Marie felt the painful motion of the gun as Zack drew a charge into the chamber. "Don't fight with them, Rona," said Marie. She knew it was a cowardly thing to say, but Rona didn't have the gun at her head.
"You little kids best close your eyes," said Zack. "Wouldn't want you finding out the facts of life too young."
Marie could hear the other one set down his shotgun and start unzipping himself, mumbling to himself about how if she gave him a disease he'd hang her head from his saddle, which told Marie that she did see what she thought she saw.

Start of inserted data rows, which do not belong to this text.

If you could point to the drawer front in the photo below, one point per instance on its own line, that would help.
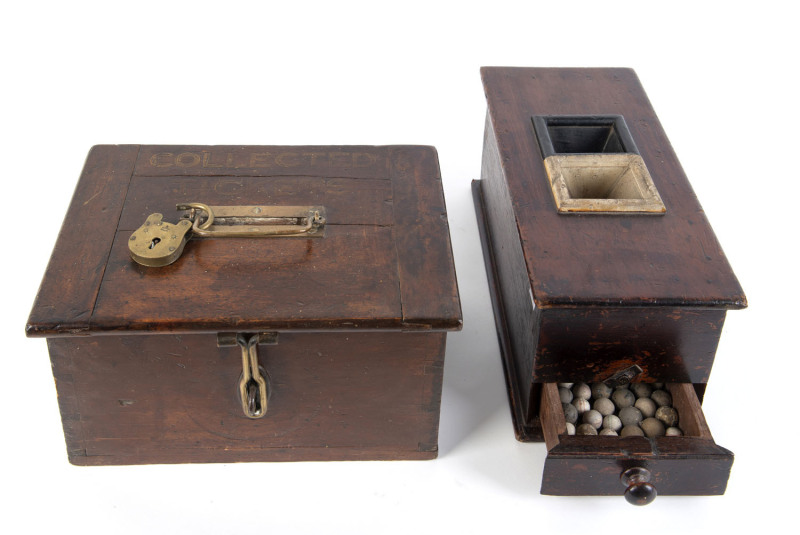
(593, 465)
(175, 399)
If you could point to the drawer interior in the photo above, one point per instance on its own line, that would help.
(692, 464)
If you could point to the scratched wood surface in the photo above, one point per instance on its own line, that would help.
(385, 261)
(583, 297)
(586, 259)
(142, 399)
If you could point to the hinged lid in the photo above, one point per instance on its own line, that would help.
(384, 261)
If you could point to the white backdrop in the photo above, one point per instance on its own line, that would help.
(721, 77)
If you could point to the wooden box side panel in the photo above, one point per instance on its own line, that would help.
(173, 399)
(589, 345)
(672, 259)
(511, 274)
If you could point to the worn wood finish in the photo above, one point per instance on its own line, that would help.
(669, 260)
(65, 302)
(581, 465)
(360, 312)
(173, 398)
(385, 262)
(509, 308)
(592, 344)
(581, 297)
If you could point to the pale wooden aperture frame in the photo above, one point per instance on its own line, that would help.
(623, 179)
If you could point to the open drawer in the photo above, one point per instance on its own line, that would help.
(594, 465)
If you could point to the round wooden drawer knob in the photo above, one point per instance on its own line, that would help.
(639, 489)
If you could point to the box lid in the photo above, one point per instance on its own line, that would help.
(385, 261)
(671, 258)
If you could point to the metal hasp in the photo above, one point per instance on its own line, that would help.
(157, 243)
(253, 384)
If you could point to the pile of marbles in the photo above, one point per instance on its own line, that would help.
(636, 409)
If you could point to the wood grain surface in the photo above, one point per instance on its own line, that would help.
(385, 262)
(173, 398)
(585, 259)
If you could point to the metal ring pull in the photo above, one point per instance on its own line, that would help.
(253, 387)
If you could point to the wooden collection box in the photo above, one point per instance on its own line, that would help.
(322, 340)
(603, 268)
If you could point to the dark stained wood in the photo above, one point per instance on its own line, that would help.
(346, 280)
(552, 415)
(520, 389)
(360, 312)
(65, 302)
(173, 398)
(690, 414)
(239, 161)
(669, 260)
(592, 344)
(582, 297)
(385, 262)
(592, 465)
(421, 234)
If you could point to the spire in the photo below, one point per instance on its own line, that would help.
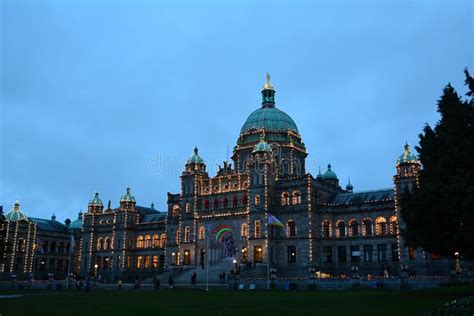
(268, 94)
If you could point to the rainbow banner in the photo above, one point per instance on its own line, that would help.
(273, 221)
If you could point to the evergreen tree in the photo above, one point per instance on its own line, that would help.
(439, 213)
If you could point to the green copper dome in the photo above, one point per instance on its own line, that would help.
(329, 174)
(407, 156)
(16, 214)
(96, 201)
(195, 158)
(262, 146)
(77, 224)
(127, 197)
(269, 118)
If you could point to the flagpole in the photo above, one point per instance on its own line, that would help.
(268, 258)
(69, 263)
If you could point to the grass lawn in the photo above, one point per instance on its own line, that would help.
(197, 302)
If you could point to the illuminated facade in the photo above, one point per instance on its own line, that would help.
(327, 228)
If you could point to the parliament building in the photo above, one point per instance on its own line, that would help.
(261, 208)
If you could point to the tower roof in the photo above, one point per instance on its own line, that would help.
(127, 197)
(195, 158)
(16, 214)
(96, 201)
(407, 157)
(329, 174)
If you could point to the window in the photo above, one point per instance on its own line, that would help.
(178, 236)
(234, 201)
(257, 229)
(156, 241)
(411, 253)
(100, 244)
(296, 197)
(355, 253)
(393, 225)
(187, 234)
(244, 231)
(140, 242)
(202, 233)
(175, 210)
(225, 202)
(148, 241)
(257, 200)
(340, 228)
(394, 252)
(163, 240)
(382, 252)
(341, 254)
(368, 253)
(285, 199)
(367, 227)
(327, 254)
(291, 254)
(326, 229)
(290, 228)
(354, 228)
(381, 226)
(245, 199)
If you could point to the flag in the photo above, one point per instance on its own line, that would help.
(273, 221)
(39, 245)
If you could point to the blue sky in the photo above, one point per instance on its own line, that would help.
(99, 95)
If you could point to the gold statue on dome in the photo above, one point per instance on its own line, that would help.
(268, 85)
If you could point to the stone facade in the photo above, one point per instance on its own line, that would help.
(262, 207)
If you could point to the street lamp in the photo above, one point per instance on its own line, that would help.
(458, 264)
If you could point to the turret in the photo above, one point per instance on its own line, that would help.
(127, 201)
(95, 205)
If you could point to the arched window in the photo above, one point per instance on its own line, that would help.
(393, 225)
(156, 241)
(147, 241)
(367, 227)
(175, 210)
(202, 233)
(244, 231)
(340, 228)
(107, 243)
(234, 201)
(100, 244)
(257, 199)
(178, 236)
(285, 199)
(380, 226)
(290, 228)
(245, 199)
(140, 242)
(163, 240)
(296, 197)
(354, 228)
(52, 247)
(326, 229)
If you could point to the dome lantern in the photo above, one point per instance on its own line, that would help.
(16, 214)
(268, 94)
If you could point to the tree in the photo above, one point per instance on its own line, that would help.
(439, 212)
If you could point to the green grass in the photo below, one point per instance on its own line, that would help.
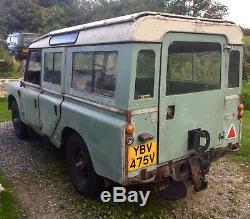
(244, 153)
(5, 114)
(8, 203)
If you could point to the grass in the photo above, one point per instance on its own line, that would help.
(8, 203)
(5, 114)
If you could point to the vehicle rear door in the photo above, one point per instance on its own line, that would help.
(232, 123)
(191, 94)
(29, 92)
(51, 98)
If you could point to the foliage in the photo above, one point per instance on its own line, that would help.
(246, 31)
(7, 200)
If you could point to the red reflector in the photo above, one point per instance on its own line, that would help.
(231, 133)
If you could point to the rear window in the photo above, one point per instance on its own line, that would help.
(33, 72)
(52, 67)
(234, 69)
(193, 67)
(95, 72)
(145, 74)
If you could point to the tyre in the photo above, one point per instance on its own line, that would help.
(82, 172)
(19, 127)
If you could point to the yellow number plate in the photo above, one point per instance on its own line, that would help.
(142, 155)
(25, 50)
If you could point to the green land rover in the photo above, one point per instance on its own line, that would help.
(144, 98)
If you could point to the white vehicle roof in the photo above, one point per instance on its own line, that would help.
(144, 27)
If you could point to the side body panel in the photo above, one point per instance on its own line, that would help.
(29, 105)
(103, 133)
(196, 110)
(100, 120)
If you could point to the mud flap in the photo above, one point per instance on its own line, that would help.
(176, 190)
(197, 171)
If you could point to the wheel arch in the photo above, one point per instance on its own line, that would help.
(11, 99)
(67, 131)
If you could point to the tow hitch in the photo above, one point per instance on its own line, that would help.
(197, 170)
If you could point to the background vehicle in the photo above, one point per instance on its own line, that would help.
(18, 43)
(156, 101)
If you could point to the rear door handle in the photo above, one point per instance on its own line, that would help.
(35, 103)
(55, 109)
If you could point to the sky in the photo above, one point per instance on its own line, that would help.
(239, 11)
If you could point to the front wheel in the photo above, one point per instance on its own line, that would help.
(83, 175)
(19, 127)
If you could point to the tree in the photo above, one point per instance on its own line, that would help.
(197, 8)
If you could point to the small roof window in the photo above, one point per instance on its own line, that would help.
(69, 38)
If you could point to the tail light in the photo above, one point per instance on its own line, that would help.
(129, 130)
(240, 111)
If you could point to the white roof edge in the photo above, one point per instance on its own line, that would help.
(128, 18)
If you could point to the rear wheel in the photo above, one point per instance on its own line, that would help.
(83, 175)
(19, 127)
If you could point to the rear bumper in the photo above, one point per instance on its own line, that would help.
(180, 170)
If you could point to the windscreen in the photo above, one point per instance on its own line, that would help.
(28, 38)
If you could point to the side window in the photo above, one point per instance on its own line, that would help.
(105, 70)
(33, 72)
(52, 67)
(234, 69)
(193, 67)
(82, 71)
(95, 72)
(145, 74)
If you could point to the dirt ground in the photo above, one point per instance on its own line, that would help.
(43, 188)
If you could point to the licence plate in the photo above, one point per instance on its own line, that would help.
(25, 50)
(143, 155)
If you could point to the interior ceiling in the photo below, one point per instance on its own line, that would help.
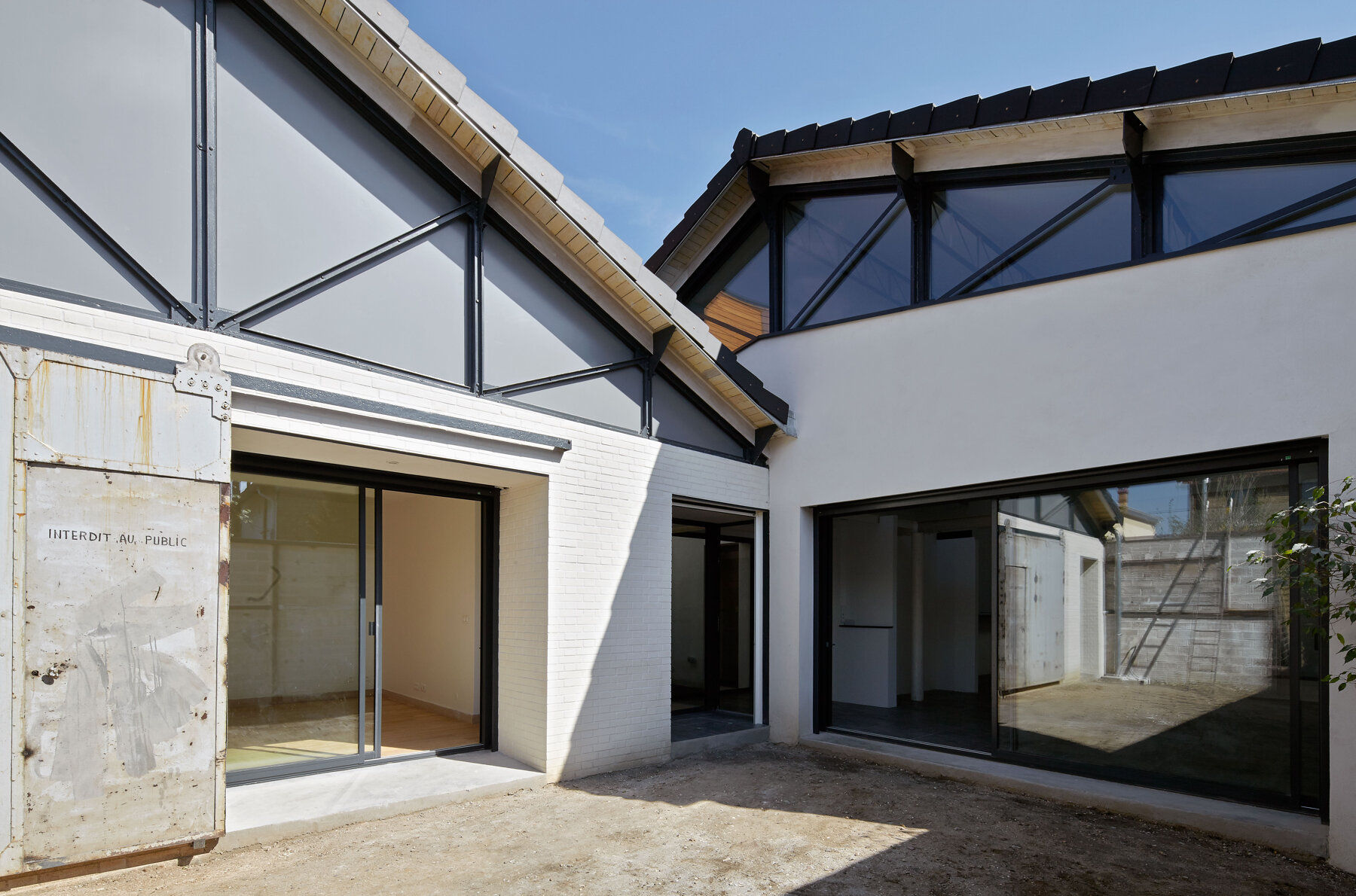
(710, 516)
(323, 452)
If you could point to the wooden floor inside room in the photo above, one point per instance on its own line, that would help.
(274, 733)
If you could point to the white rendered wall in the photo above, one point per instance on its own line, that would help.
(1218, 350)
(585, 547)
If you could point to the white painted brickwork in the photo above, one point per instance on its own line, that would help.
(583, 662)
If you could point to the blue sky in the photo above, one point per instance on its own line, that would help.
(637, 103)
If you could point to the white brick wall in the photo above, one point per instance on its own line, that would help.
(585, 633)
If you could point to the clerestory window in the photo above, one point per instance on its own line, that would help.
(817, 254)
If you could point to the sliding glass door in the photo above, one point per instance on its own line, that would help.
(361, 618)
(1104, 624)
(298, 596)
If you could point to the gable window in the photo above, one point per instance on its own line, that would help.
(845, 257)
(1217, 205)
(734, 301)
(854, 248)
(988, 237)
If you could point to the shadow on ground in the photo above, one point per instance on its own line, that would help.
(959, 838)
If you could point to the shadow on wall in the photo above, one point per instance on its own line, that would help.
(781, 819)
(623, 626)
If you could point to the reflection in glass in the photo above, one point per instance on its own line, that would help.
(974, 225)
(1132, 635)
(712, 657)
(845, 257)
(734, 301)
(689, 621)
(1199, 205)
(295, 670)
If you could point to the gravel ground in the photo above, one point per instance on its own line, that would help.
(752, 821)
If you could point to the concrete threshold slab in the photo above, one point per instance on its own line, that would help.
(276, 809)
(719, 742)
(1284, 831)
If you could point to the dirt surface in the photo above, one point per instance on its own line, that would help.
(752, 821)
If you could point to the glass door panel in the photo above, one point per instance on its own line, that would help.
(296, 666)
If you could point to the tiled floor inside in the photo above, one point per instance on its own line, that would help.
(325, 728)
(705, 724)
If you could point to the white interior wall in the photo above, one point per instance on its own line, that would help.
(866, 590)
(689, 611)
(905, 614)
(746, 616)
(430, 616)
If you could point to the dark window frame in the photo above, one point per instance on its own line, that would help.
(487, 496)
(1291, 455)
(1152, 166)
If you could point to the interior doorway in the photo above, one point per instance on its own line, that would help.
(361, 611)
(716, 621)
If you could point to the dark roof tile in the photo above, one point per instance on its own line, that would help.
(725, 175)
(769, 144)
(800, 139)
(910, 122)
(1127, 88)
(1064, 98)
(833, 135)
(869, 129)
(1203, 78)
(1279, 66)
(955, 115)
(1335, 60)
(744, 148)
(1000, 108)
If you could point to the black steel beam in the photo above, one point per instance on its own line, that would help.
(856, 254)
(1332, 194)
(95, 232)
(1027, 242)
(588, 373)
(1141, 184)
(205, 159)
(301, 291)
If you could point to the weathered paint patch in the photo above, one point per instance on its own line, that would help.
(121, 654)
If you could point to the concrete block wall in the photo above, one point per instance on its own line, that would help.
(585, 638)
(1241, 654)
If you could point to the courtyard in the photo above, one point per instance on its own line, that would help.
(765, 819)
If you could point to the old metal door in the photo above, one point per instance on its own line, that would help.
(121, 480)
(1031, 636)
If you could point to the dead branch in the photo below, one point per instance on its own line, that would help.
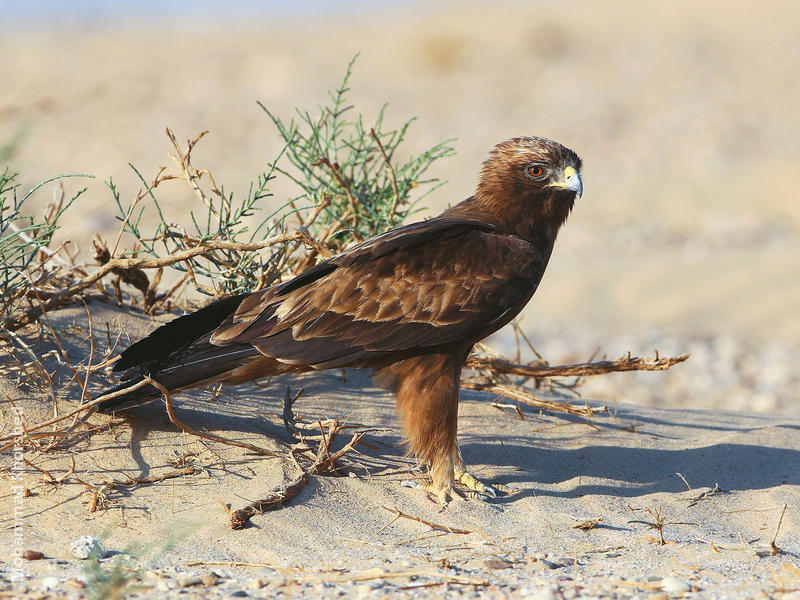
(446, 528)
(240, 518)
(626, 363)
(209, 436)
(523, 395)
(65, 296)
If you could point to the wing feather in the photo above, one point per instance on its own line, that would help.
(431, 284)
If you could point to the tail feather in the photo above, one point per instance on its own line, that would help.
(200, 365)
(178, 356)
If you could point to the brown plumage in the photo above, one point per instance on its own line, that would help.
(409, 304)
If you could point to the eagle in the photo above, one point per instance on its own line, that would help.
(408, 304)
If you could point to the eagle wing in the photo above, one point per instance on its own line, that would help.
(419, 287)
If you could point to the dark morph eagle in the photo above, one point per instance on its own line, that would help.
(409, 304)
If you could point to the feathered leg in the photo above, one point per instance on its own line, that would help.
(427, 400)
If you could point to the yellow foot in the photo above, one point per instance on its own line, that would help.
(440, 495)
(474, 484)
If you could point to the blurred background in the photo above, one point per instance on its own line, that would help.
(686, 114)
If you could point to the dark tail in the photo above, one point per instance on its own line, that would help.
(178, 356)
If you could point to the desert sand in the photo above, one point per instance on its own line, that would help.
(687, 116)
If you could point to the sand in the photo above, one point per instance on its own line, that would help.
(719, 480)
(686, 240)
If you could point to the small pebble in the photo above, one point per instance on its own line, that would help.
(497, 563)
(49, 583)
(85, 546)
(190, 581)
(675, 586)
(257, 583)
(548, 593)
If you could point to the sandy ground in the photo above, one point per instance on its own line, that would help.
(687, 117)
(719, 480)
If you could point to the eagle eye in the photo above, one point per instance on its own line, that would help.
(537, 171)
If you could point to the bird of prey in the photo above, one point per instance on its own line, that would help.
(409, 304)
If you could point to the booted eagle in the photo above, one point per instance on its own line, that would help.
(409, 304)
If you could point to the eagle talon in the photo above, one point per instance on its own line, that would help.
(474, 484)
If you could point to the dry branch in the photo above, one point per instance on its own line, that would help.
(602, 367)
(241, 517)
(127, 264)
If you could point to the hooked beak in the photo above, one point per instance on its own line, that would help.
(572, 181)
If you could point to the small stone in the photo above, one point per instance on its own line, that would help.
(190, 581)
(49, 583)
(547, 593)
(87, 546)
(257, 583)
(497, 563)
(675, 586)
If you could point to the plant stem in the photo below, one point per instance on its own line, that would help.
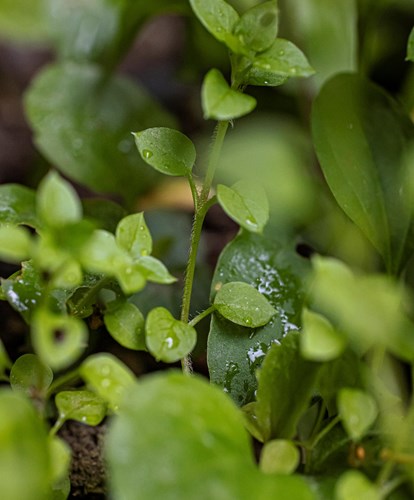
(201, 208)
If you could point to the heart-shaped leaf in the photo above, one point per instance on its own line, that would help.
(246, 203)
(82, 406)
(167, 150)
(221, 102)
(125, 323)
(195, 419)
(362, 137)
(108, 377)
(242, 304)
(168, 339)
(236, 352)
(358, 411)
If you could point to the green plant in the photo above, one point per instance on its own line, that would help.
(310, 358)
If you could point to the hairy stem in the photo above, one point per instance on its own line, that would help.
(201, 208)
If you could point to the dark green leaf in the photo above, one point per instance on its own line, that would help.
(167, 150)
(125, 323)
(286, 383)
(257, 27)
(24, 454)
(219, 18)
(59, 340)
(108, 377)
(30, 376)
(57, 201)
(17, 205)
(15, 244)
(82, 406)
(410, 47)
(327, 32)
(246, 203)
(220, 102)
(82, 123)
(235, 352)
(196, 420)
(168, 339)
(358, 411)
(242, 304)
(361, 137)
(132, 235)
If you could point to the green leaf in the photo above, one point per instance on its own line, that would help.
(17, 205)
(234, 352)
(358, 411)
(30, 376)
(132, 234)
(327, 32)
(242, 304)
(23, 22)
(82, 406)
(24, 454)
(168, 339)
(354, 484)
(219, 18)
(410, 47)
(246, 203)
(167, 150)
(257, 27)
(108, 377)
(281, 61)
(82, 121)
(196, 420)
(286, 383)
(319, 340)
(154, 270)
(125, 323)
(220, 102)
(361, 137)
(15, 244)
(57, 201)
(279, 456)
(60, 453)
(59, 340)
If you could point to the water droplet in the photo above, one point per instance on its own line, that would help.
(146, 153)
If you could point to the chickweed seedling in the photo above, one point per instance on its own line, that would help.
(310, 358)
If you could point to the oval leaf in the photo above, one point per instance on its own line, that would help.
(24, 454)
(125, 323)
(59, 340)
(358, 411)
(168, 339)
(361, 137)
(246, 203)
(30, 376)
(82, 406)
(132, 234)
(319, 340)
(220, 102)
(167, 150)
(108, 377)
(242, 304)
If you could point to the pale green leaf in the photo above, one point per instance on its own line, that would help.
(168, 339)
(246, 203)
(220, 102)
(167, 150)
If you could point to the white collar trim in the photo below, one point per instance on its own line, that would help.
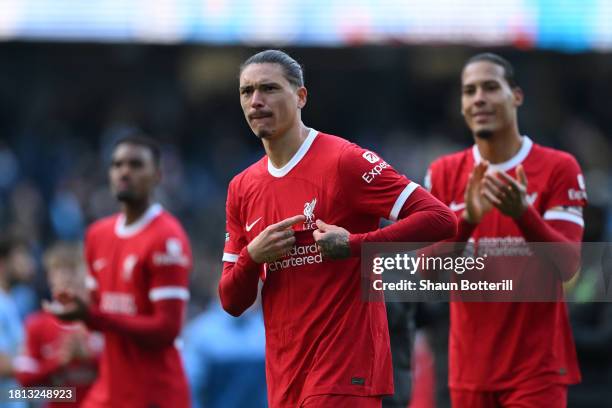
(126, 231)
(512, 162)
(299, 155)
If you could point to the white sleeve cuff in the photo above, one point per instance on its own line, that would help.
(564, 216)
(401, 199)
(168, 292)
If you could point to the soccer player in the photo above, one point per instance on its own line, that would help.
(138, 262)
(288, 222)
(507, 189)
(57, 353)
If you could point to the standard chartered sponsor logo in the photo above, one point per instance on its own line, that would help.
(501, 246)
(299, 255)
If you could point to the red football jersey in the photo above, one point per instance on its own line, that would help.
(130, 268)
(498, 345)
(39, 363)
(321, 338)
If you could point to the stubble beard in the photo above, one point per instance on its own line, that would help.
(126, 197)
(485, 134)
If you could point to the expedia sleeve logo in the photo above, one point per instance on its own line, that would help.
(579, 194)
(371, 157)
(174, 254)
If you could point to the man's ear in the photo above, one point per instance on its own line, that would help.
(518, 96)
(302, 94)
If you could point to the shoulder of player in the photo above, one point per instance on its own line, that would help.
(37, 319)
(552, 156)
(167, 225)
(451, 161)
(253, 170)
(101, 226)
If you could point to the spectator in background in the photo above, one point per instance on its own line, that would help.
(22, 272)
(224, 358)
(11, 331)
(58, 353)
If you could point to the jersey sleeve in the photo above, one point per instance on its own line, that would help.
(371, 185)
(169, 264)
(432, 180)
(235, 239)
(91, 276)
(567, 194)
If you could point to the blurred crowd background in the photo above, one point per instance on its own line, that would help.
(64, 103)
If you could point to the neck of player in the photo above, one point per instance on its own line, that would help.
(281, 149)
(134, 210)
(500, 147)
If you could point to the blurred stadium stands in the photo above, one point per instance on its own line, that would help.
(386, 75)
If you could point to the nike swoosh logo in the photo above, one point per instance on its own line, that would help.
(250, 226)
(532, 197)
(99, 264)
(456, 206)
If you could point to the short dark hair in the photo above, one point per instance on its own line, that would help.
(140, 139)
(6, 246)
(294, 72)
(497, 60)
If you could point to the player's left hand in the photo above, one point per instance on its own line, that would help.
(70, 308)
(506, 193)
(333, 241)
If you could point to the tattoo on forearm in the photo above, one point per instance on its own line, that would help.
(335, 246)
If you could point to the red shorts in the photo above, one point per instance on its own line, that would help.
(529, 395)
(341, 401)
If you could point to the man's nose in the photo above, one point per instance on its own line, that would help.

It made her gag all over again.
"Hold still," said Zack, "or it
won't go so nice for you when I --"
Suddenly the gun barrel jammed sharp into her head as Zack slumped on it; not even a second later she heard the crack of a gun going off not far away. Zack's shirt blossomed open and spattered blood; Marie grabbed the shotgun barrel and tore it away from her face.
The other mobber muttered something and fumbled for his gun, but then another cracking sound and he was down, too.
"Teague!" Marie shouted. She got to her feet, her head bleeding. Everybody was getting up. Pete had Zack's shotgun in a second and pointed it at the two mobbers -- but they were stone dead, each killed with one shot.
"Catch the horses!" Teague was shouting that. And he was right, had to catch the horses, they could pull the carts, they could carry stuff, had to catch them, but Marie couldn't find them, not with blood pouring down into her eyes --
"Marie honey, here, are you all right?" Sister Monk was dabbing at her with a cloth. It stung like hell.
"Did he shoot Marie?" It was one of the little boys.
"Just jammed his gun in her head when he was dying is all -- Donna Cinn, you get the little ones back to the side of the road." Sister Monk taking charge as usual. And as usual everybody hopped to do it. Only this time Marie didn't mind at all, didn't mind those big old hands dabbing at the blood on her face.
Then she noticed Rona making a grunting noise, and she turned to look. Brother Deaver was tugging at Rona's sleeve, but Rona wouldn't quit stomping her foot down on the bearded mobber's face. It wasn't even human anymore, but she kept stomping and now the skull broke through and her shoe sank down in a ways.
Now Teague came up, leading one horse. He handed the reins to Deaver, stepped astride the dead man's body, and took Rona in his arms and just held her, saying, "You're OK, you're OK now, you're safe."
"Took you damn long enough," said Pete. He had the other horse, and he sounded more scared than mad.
"Came as soon as I heard the horses. Had to make sure it was only the two before I started shooting. Rona, I'm sorry, I'm sorry you got so scared, I'm sorry he treated you so bad, but I had to wait until he set his gun down, don't you see."